The Public Library Network has agreed to provide us with access to their fully equipped computer lab with wireless internet access at the Library Park España in Santo Domingo Savio for our bimonthly workshops. In exchange for this, participants will create videos representing their communities´ values which will be published in the Library Network´s website.

So far there is a video production team called VideoBarrio located in La Loma de San Javier, and a blogging team called ConVerGentes which began prior to conversations with the Library Network, as well as an intensive workshop in citizen media which lasted 3 days and was named “Ciudad Comunicante”. In Santo Domingo a week long workshop also took place: tallersantodomingo.
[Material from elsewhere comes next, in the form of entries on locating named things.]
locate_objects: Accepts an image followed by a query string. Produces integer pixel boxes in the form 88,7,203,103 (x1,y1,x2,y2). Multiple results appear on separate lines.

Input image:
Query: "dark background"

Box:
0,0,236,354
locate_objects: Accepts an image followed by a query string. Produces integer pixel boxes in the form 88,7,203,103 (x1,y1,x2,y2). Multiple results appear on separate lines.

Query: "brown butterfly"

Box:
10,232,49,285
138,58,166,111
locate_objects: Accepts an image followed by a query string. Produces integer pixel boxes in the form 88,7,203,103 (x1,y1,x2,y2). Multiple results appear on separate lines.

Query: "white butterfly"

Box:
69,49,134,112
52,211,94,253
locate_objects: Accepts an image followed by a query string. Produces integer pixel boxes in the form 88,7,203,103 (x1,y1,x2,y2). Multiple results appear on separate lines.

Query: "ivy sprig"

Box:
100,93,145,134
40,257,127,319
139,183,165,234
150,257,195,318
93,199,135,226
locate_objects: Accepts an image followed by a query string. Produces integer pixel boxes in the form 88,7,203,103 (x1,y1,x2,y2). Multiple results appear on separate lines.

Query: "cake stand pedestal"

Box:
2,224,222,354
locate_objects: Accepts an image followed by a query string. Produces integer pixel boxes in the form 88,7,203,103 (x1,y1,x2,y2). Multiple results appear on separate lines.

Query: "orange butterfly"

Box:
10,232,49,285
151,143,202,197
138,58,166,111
Our plan is to make all this community generated content visible and available to a wider audience by placing it in visible spaces in internet, translating articles and subtitling videos, a process which began with the recipe for a connected community from the “Ciudad Comunicante” workshop.

All these are reasons why Juliana Rincón, Jorge Montoya and Álvaro Ramírez, Mauricio Múnera, Diego Gómez and Juan Diego Estrada have united their efforts through HiperBarrio and are working together to create skills in these communities, delivering tools and knowledge which will make the participants able to tell their stories and document their own history.